旅館の裏手に出て十三湖に沿って歩く。神代研究室の報告の写真を見ると岸にはカチョが並ぶが、平成21年に行われた十三湖の護岸工事によって港の風景は随分整然としたものになっていた。
 十三湖の漁場は短冊状に区分されており、それぞれの舟がその漁場の位置を示している。
 この漁場の幅は集落を貫く通りに面した土地所有の幅を延長させて地先権の様に使用していると仮説的に考えられる。とすると、神代の報告にはないが、一筆の短冊状の土地の中で断面方向に「漁場−漁具置き場−畑(農業による収入は得ていない)―住宅」という完結した生産と生活の空間を観察することができ、埼玉県の三富新田にも似た印象を受ける。
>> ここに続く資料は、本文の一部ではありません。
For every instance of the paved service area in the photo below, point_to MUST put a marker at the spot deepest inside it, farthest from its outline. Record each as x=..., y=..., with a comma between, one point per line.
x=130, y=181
また、生産の中心が漁業であるこの集落において十三湖の側の土地を所有しているということは絶対的に有利だったはずであり、十三湊の時代からの有力家族が十三湖に多く並んでいるのではないかと推察される。

 
※現在の岸の様子

 
※菜園と神明宮
 
 御年80歳になる漁師の方に話を伺うことが出来た。現在でも100名程度のシジミ漁師がおり、2名は女性だそうだ。仲買人が来てシジミを買い付けていき、1日の収入は最低でも5万円、多いときには10万円にもなる。ここでは、比較的気温の高い春から秋にかけて漁を行い、冬の「しばれる」時期は家から出ないで過ごす。
 また、十三では2001年に小学校が廃校となった。そのため若者が減少の一途をたどっているかと思いきや、シジミ漁をするために若い人たちが入ってきており、16名の若者衆が嫁を募集しているという宣伝をされた。

 
※現在の十三小学校。グラウンドから十三湊の時代の遺跡が発掘された。神代の時代にはこのグラウンドで砂山踊りが踊られていた。
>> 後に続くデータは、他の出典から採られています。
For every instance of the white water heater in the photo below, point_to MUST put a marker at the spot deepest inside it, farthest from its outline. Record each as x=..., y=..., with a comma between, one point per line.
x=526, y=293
 また、肉と酒を売っていた商店(地図で赤く示した)のおばあさんにも話を伺う事が出来た。彼女は神代達が行った調査のことを記憶してはいなかったが、当時の図面から彼女の店にもコミセがあったことが分かる。建物の更新が進んでおり、精確な場所の特定は難しいが、現在でも残存するコミセを持つ民家の場所を地図にプロットしておく。(神代の地図と現在の航空写真を照らし合わせて場所を特定している)
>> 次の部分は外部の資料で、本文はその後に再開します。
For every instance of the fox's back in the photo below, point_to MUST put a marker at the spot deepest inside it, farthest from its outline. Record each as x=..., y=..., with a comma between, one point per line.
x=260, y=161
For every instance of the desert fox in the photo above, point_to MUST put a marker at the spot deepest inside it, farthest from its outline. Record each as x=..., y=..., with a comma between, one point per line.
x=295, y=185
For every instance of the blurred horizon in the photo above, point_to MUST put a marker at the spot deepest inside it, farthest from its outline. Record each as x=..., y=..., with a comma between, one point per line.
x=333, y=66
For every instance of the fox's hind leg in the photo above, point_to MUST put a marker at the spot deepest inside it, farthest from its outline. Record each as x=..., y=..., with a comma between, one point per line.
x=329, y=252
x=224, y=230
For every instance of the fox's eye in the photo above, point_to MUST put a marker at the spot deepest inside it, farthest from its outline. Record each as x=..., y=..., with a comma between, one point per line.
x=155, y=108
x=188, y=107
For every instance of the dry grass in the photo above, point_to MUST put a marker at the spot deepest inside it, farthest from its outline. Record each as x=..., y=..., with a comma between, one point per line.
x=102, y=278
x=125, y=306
※トタンのうろこ状のファサードが特徴的。よく見ると桁が両側へ差し出されている。後ろは新しい住宅に更新されている。
 
※当時のコミセを持つ民家。

※コミセの跡?

 神代研のコミュニティ調査とは少し話が逸れるが、当時の図面を見ると現在のミニ開発のような形態で似た間取りの住宅の並ぶ区画がある。これは旧村営住宅だそうで家を継がない次男以下の家を持たない者たちのために建設され、その後払い下げられたようだ。一番手前の民家はほぼ当時の姿で残されており、その他は部分更新あるいは増築がされていたり、丸ごと建て替えられたりしている様子が観察できた。

 
※右の写真の民家はほぼ当時のままの姿を留めている。

 
 2時間程度の短い調査であり、現存する建物は非常に少なかったが、集落の生産と生活が密接に結びついた空間構成と約40年前からの更新の過程を観察する事が出来、非常に興味深い収穫を得た。将来へ続く時間軸の中のひとつの定点観測となれば幸いである。

 
※床屋さんの屋根にハッポウと呼ばれる明りとりの天窓が見られた。

(※市浦村史と十三湊の考古学文献をあたる予定。それについては追記で補足させてください。)

追記
松本先生を「元明治大学教授」と書いていたのですが、退職時には専任講師をされていたとのご指摘を頂き「元明治大学専任講師」とさせていただきました。
また、コミセの「梁」が両隣に差し出されている、というところも正確には「桁」の間違いでしたので訂正させていただきます。